2020/07/29 18:49:33 Created topic "test-topic"
2020/07/29 18:49:34 Created subscription "test-subscription"
2020/07/29 18:49:34 Published message
2020/07/29 18:49:36 Nacking message: Hello, world!
2020/07/29 18:49:45 Nacking message: Hello, world!
2020/07/29 18:49:56 Nacking message: Hello, world!
2020/07/29 18:50:06 Nacking message: Hello, world!
2020/07/29 18:50:17 Nacking message: Hello, world!
2020/07/29 18:50:30 Nacking message: Hello, world!
2020/07/29 18:50:35 Deleted subscription "test-subscription"
2020/07/29 18:50:35 Deleted topic test-topic
whereas if I run it with MinimumBackoff
and MaximumBackoff
of 1s and 2s, respectively, I get
> go run main.go --minimumBackoff=1s --maximumBackoff=2s
2020/07/29 18:50:42 Running with minumum backoff 1s and maximum backoff 2s...
2020/07/29 18:51:11 Created topic "test-topic"
2020/07/29 18:51:12 Created subscription "test-subscription"
2020/07/29 18:51:12 Published message
2020/07/29 18:51:15 Nacking message: Hello, world!
2020/07/29 18:51:18 Nacking message: Hello, world!
2020/07/29 18:51:21 Nacking message: Hello, world!
2020/07/29 18:51:25 Nacking message: Hello, world!
2020/07/29 18:51:28 Nacking message: Hello, world!
2020/07/29 18:51:31 Nacking message: Hello, world!
2020/07/29 18:51:35 Nacking message: Hello, world!
2020/07/29 18:51:38 Nacking message: Hello, world!

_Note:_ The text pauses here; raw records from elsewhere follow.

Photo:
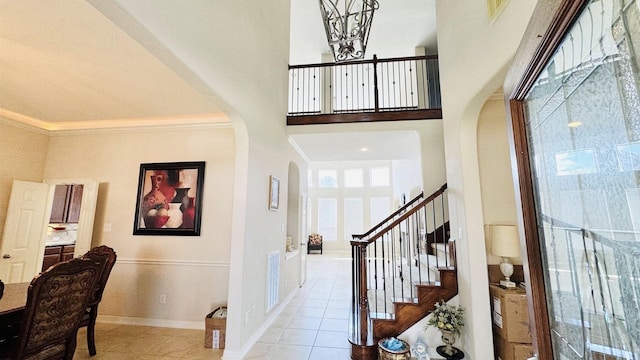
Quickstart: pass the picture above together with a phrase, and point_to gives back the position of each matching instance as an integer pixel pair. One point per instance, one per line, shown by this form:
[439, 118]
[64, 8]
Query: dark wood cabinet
[67, 252]
[57, 253]
[51, 256]
[66, 204]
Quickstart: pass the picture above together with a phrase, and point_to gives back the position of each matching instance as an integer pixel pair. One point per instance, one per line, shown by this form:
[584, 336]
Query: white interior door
[25, 231]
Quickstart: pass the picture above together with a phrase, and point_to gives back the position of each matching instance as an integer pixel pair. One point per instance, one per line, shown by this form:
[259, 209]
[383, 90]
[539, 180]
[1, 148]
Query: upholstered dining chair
[106, 256]
[56, 301]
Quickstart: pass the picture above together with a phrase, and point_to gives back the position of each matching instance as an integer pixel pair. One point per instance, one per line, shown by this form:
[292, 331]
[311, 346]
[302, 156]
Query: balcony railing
[369, 90]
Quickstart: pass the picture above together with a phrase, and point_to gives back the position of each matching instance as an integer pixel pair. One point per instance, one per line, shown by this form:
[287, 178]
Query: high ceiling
[65, 65]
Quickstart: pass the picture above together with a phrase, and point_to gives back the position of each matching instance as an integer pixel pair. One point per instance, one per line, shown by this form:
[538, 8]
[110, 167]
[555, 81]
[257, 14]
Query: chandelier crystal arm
[347, 30]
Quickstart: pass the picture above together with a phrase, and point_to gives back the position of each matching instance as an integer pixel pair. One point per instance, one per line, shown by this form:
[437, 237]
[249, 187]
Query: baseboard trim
[173, 262]
[242, 352]
[177, 324]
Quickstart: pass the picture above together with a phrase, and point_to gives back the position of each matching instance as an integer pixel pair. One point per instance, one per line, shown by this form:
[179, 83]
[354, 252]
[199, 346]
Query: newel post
[361, 332]
[376, 97]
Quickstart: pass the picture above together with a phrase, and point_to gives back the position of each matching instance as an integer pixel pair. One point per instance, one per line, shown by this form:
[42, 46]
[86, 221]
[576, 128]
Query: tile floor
[312, 327]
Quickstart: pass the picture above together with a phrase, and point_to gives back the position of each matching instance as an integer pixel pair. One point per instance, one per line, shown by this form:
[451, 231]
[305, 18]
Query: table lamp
[505, 243]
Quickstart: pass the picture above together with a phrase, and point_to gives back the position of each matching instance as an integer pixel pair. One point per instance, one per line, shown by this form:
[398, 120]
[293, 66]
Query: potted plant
[449, 320]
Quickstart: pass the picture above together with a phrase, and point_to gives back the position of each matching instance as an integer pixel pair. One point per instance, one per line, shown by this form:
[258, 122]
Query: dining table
[13, 302]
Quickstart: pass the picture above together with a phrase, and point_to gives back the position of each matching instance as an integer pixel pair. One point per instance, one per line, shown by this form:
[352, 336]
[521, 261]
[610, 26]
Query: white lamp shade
[505, 240]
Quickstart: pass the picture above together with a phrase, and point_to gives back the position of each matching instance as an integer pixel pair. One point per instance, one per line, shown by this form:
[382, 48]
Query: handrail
[394, 214]
[359, 62]
[406, 87]
[403, 217]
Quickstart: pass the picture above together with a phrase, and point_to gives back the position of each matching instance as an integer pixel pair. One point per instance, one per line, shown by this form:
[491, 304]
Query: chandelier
[347, 24]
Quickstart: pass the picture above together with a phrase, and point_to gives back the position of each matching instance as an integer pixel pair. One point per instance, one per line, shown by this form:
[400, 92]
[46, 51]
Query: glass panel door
[583, 128]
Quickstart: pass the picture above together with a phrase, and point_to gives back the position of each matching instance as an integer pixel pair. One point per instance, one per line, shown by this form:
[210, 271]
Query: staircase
[401, 268]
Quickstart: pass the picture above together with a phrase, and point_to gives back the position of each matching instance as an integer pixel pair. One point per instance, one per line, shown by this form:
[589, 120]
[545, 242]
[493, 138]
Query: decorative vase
[181, 197]
[448, 350]
[448, 338]
[175, 216]
[188, 214]
[154, 199]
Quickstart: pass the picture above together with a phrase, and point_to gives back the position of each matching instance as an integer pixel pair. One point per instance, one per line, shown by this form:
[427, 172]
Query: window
[328, 219]
[380, 209]
[380, 176]
[353, 178]
[327, 178]
[353, 217]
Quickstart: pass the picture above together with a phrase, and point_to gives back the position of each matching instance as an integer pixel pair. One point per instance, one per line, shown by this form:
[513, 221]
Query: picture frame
[169, 199]
[274, 193]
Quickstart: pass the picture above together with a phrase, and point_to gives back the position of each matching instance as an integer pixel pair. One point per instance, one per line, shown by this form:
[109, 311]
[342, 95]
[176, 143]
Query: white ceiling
[65, 65]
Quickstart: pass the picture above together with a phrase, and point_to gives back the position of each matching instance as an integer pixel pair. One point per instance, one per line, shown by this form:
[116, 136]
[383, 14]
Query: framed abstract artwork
[169, 199]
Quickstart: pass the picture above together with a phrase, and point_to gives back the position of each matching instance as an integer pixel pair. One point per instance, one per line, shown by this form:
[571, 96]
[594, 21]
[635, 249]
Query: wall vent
[273, 279]
[495, 7]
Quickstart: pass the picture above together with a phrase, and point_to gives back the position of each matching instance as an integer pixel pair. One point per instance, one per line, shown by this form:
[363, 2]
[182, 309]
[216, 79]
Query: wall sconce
[506, 244]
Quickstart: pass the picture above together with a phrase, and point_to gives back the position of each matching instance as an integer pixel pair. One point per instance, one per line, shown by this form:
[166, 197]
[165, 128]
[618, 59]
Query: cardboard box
[510, 314]
[505, 350]
[215, 328]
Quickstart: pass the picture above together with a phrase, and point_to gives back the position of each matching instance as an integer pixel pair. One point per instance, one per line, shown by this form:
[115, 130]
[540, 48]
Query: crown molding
[212, 120]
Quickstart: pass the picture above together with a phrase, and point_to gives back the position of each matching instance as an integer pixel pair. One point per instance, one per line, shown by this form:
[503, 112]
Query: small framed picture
[169, 200]
[274, 193]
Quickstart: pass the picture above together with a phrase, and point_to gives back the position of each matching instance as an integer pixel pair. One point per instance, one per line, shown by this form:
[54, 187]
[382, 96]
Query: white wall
[22, 157]
[192, 271]
[342, 244]
[237, 56]
[494, 163]
[474, 54]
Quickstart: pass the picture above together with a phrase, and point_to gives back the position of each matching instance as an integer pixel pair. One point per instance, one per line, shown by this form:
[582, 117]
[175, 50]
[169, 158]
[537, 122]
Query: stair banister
[365, 328]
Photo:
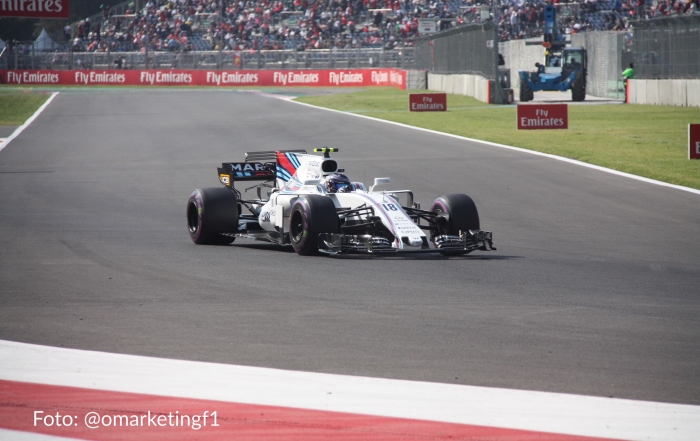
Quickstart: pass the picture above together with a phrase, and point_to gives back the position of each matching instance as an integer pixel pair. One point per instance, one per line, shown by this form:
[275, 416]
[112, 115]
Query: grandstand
[199, 25]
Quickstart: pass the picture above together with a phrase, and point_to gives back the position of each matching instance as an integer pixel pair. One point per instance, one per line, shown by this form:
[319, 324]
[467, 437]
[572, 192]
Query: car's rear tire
[211, 212]
[526, 94]
[462, 215]
[310, 216]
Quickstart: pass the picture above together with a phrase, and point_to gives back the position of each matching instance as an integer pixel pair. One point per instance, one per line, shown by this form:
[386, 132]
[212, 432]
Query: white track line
[31, 119]
[517, 149]
[504, 408]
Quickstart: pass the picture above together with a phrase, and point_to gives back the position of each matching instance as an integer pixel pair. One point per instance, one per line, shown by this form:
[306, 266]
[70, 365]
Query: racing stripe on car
[260, 403]
[287, 164]
[388, 218]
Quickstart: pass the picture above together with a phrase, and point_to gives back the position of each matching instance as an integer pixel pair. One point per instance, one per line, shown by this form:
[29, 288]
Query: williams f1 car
[306, 201]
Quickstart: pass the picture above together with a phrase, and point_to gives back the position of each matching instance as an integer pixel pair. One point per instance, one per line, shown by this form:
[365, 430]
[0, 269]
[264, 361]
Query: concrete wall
[665, 92]
[461, 84]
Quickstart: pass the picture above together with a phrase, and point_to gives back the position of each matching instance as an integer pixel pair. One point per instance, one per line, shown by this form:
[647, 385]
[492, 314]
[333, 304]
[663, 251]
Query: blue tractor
[564, 68]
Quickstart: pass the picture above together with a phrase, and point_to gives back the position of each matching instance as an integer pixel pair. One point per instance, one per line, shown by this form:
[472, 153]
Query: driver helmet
[338, 183]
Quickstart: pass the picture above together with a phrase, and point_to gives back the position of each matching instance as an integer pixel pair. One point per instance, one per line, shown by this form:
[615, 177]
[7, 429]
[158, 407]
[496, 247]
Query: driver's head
[338, 183]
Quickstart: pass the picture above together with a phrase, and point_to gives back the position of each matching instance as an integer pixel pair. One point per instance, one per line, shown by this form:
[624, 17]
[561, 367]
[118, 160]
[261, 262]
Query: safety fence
[608, 56]
[667, 48]
[468, 49]
[403, 58]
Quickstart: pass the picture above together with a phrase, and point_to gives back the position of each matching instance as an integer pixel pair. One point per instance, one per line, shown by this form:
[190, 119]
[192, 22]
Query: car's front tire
[211, 212]
[462, 216]
[310, 216]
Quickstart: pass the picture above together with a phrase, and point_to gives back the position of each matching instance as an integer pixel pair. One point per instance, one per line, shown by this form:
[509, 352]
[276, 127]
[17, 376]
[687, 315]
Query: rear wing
[258, 166]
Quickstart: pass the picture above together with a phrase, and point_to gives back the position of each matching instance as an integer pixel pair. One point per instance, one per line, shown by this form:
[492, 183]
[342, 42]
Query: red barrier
[427, 102]
[34, 8]
[543, 116]
[265, 78]
[693, 141]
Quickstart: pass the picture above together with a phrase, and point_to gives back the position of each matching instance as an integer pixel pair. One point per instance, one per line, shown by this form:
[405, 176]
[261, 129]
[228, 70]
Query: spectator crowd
[237, 25]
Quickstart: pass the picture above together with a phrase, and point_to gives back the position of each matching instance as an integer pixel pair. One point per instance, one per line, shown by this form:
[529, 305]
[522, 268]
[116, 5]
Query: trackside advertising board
[359, 77]
[543, 116]
[34, 8]
[693, 141]
[427, 102]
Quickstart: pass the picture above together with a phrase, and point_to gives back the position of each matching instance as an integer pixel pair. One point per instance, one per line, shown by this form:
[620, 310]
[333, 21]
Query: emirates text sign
[543, 116]
[427, 102]
[693, 141]
[34, 8]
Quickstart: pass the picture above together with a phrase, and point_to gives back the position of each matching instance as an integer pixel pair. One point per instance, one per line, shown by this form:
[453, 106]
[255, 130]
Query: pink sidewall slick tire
[310, 216]
[211, 212]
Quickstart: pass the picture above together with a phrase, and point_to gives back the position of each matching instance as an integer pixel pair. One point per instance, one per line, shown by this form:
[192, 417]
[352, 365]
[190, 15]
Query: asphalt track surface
[594, 289]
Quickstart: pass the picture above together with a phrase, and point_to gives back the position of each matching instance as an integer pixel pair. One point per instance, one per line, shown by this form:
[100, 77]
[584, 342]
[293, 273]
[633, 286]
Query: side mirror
[378, 181]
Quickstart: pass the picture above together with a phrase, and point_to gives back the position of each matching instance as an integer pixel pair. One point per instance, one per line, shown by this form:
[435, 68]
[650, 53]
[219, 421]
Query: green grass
[17, 106]
[650, 141]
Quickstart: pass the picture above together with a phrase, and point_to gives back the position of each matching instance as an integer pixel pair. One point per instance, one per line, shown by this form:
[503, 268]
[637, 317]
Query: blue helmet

2020/07/29 18:51:40 Nacking message: Hello, world!
2020/07/29 18:51:44 Nacking message: Hello, world!
2020/07/29 18:51:47 Nacking message: Hello, world!
2020/07/29 18:51:50 Nacking message: Hello, world!
2020/07/29 18:51:52 Nacking message: Hello, world!
2020/07/29 18:51:54 Nacking message: Hello, world!
2020/07/29 18:51:57 Nacking message: Hello, world!
2020/07/29 18:52:00 Nacking message: Hello, world!
2020/07/29 18:52:03 Nacking message: Hello, world!
2020/07/29 18:52:06 Nacking message: Hello, world!
2020/07/29 18:52:09 Nacking message: Hello, world!
2020/07/29 18:52:12 Nacking message: Hello, world!
2020/07/29 18:52:13 Deleted subscription "test-subscription"
2020/07/29 18:52:13 Deleted topic test-topic
It seems like in the latter example, the time between nacks is pretty consistently ~3s, which presumably represents a "best effort" to do it in the MaximumBackoff
of 2s? What is still not clear to me is whether there is any randomization, whether there is a multiplier (from the first example, it doesn't seem like the time between retries is getting twice as long every time), and whether there is an equivalent of the MaxElapsedTime
beyond which there are no more retries?
Retry policy fields for minimum backoff and maximum backoff are similar to InitialInterval and MaxInterval in your example above. Cloud Pub/Sub uses a similar formula as you mentioned to compute the exponential delay. This includes randomization as well.
Beyond MaxInterval, every subsequent retry would have an added delay of MaxInterval. If you want to stop the retries after a certain number of attempts, we recommend using Dead Letter Queues.